Der angefochtene Bescheid ist aus folgenden Gründen mangelhaft:

Gemäß § 3 Abs. 1 AsylG 2005 ist einem Fremden, der in Österreich einen Antrag auf internationalen Schutz gestellt hat, soweit dieser Antrag nicht bereits gemäß §§ 4, 4a oder 5 zurückzuweisen ist, der Status des Asylberechtigten zuzuerkennen, wenn glaubhaft ist, dass ihm im Herkunftsstaat Verfolgung im Sinne des Art. 1 Abschnitt A Z 2 Genfer Flüchtlingskonvention droht.

Nach der Rechtsprechung des Verwaltungsgerichtshofes kann die Gefahr der Verfolgung nicht ausschließlich aus individuell gegenüber dem Einzelnen gesetzten Verfolgungshandlungen abgeleitet werden. Sie kann auch darin begründet sein, dass regelmäßig Maßnahmen zielgerichtet gegen Dritte gesetzt werden, und zwar wegen einer Eigenschaft, die der Betreffende mit diesen Personen teilt, sodass die begründete Annahme besteht, (auch) er könnte unabhängig von individuellen Momenten solchen Maßnahmen ausgesetzt sein.

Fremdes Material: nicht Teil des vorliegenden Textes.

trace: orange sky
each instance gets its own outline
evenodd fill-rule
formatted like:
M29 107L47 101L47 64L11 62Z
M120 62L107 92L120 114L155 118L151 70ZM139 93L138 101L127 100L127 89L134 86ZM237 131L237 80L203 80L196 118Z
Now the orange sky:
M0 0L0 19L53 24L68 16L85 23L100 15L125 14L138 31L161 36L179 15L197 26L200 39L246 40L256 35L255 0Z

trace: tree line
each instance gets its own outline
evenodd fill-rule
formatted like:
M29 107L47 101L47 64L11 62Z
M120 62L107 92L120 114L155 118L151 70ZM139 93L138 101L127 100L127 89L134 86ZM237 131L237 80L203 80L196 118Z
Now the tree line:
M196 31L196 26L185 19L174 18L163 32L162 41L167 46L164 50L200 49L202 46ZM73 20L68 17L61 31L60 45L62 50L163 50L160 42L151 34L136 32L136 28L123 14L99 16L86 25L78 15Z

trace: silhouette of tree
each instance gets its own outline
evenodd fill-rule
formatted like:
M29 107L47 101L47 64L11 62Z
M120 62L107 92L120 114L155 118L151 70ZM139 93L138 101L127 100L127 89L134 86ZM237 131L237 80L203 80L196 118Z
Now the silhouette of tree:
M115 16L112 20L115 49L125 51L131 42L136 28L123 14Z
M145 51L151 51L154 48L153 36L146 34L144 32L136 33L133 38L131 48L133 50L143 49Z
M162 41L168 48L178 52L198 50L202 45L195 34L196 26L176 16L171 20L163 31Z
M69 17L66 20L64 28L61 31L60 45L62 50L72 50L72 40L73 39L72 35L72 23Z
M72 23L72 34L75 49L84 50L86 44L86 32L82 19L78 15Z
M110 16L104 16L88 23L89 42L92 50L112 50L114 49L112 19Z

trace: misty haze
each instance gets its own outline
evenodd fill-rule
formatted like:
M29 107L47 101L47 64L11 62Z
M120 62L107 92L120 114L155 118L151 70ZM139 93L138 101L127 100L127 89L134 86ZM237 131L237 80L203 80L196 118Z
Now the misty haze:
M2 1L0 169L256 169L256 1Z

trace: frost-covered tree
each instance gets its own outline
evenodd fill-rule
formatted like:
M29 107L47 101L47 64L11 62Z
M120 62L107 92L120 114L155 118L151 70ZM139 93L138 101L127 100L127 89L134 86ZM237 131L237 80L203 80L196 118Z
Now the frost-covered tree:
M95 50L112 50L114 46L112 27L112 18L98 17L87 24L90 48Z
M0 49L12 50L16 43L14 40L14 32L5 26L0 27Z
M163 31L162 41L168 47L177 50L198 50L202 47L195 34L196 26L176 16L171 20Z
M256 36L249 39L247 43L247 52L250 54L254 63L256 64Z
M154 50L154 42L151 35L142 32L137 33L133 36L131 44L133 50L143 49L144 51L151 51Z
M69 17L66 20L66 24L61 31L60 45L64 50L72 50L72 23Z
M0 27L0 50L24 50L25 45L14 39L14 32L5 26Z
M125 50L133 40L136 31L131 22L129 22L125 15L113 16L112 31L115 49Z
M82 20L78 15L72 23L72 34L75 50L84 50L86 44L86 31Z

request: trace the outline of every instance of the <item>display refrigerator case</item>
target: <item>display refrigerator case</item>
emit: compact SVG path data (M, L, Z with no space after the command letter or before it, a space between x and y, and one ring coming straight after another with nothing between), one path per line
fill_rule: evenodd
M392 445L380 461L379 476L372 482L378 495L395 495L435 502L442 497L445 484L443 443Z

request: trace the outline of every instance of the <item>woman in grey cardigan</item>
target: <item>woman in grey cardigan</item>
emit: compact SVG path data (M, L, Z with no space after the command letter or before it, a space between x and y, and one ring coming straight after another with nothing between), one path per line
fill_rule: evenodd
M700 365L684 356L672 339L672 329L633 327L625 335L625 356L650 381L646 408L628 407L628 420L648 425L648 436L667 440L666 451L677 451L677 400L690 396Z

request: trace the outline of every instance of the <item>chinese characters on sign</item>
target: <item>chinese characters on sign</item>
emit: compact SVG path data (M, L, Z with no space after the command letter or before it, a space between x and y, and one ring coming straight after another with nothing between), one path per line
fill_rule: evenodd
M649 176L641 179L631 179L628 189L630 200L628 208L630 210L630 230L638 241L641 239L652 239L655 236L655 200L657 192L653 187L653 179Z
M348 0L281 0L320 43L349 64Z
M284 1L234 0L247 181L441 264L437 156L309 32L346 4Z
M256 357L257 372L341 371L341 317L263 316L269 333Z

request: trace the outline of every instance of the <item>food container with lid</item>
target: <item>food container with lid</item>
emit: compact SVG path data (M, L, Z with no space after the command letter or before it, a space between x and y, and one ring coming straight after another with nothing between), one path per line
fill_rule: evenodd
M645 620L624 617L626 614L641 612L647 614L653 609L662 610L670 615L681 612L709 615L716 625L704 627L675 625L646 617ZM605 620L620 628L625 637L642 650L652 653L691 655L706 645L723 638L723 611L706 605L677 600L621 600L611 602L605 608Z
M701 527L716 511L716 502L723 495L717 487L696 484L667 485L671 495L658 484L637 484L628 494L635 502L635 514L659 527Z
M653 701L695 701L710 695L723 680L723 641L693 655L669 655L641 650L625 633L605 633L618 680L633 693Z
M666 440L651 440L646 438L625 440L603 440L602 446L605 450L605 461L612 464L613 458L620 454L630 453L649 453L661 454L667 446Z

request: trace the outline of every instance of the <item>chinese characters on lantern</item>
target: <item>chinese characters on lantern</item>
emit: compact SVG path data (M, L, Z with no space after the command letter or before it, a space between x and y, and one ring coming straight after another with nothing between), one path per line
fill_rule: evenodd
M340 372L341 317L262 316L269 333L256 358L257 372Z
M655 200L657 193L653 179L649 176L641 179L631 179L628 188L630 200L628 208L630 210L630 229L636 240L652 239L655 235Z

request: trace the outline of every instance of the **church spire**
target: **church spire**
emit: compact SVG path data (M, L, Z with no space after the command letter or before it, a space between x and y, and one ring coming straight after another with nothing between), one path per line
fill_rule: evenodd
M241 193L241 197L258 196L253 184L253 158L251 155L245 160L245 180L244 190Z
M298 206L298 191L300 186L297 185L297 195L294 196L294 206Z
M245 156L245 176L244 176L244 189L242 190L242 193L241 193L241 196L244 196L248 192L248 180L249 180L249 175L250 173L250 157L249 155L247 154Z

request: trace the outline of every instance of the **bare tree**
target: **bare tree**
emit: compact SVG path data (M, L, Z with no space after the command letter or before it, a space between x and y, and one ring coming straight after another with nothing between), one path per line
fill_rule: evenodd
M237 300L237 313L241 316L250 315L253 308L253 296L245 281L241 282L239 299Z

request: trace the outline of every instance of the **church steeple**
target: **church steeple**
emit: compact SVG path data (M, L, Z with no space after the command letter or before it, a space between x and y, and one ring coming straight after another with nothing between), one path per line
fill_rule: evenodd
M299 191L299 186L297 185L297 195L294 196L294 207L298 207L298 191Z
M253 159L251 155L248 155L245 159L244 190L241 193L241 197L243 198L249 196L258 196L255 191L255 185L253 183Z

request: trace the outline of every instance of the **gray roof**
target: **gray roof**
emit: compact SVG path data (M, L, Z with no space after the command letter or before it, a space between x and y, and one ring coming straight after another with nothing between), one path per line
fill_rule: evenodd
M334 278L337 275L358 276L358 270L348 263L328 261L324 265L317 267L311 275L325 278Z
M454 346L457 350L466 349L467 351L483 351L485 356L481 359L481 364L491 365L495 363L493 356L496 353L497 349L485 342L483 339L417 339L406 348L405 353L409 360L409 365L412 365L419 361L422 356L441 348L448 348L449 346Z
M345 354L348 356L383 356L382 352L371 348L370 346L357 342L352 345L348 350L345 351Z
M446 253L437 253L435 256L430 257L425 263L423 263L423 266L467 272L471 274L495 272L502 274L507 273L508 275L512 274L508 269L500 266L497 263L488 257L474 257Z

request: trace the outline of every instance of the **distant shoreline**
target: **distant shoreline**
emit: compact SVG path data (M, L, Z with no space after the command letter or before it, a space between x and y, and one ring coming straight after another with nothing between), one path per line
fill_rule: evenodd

Droht den Angehörigen bestimmter Personengruppen eine über die allgemeinen Gefahren eines Bürgerkriegs hinausgehende "Gruppenverfolgung", hat bei einer solchen, gegen eine ganze Personengruppe gerichteten Verfolgung jedes einzelne Mitglied schon wegen seiner Zugehörigkeit zu dieser Gruppe Grund, auch individuell gegen seine Person gerichtete Verfolgung zu befürchten (siehe dazu zuletzt das Erkenntnis des Verwaltungsgerichtshofes vom 23. Februar 2017, Ra 2016/20/0089 u.v.m.).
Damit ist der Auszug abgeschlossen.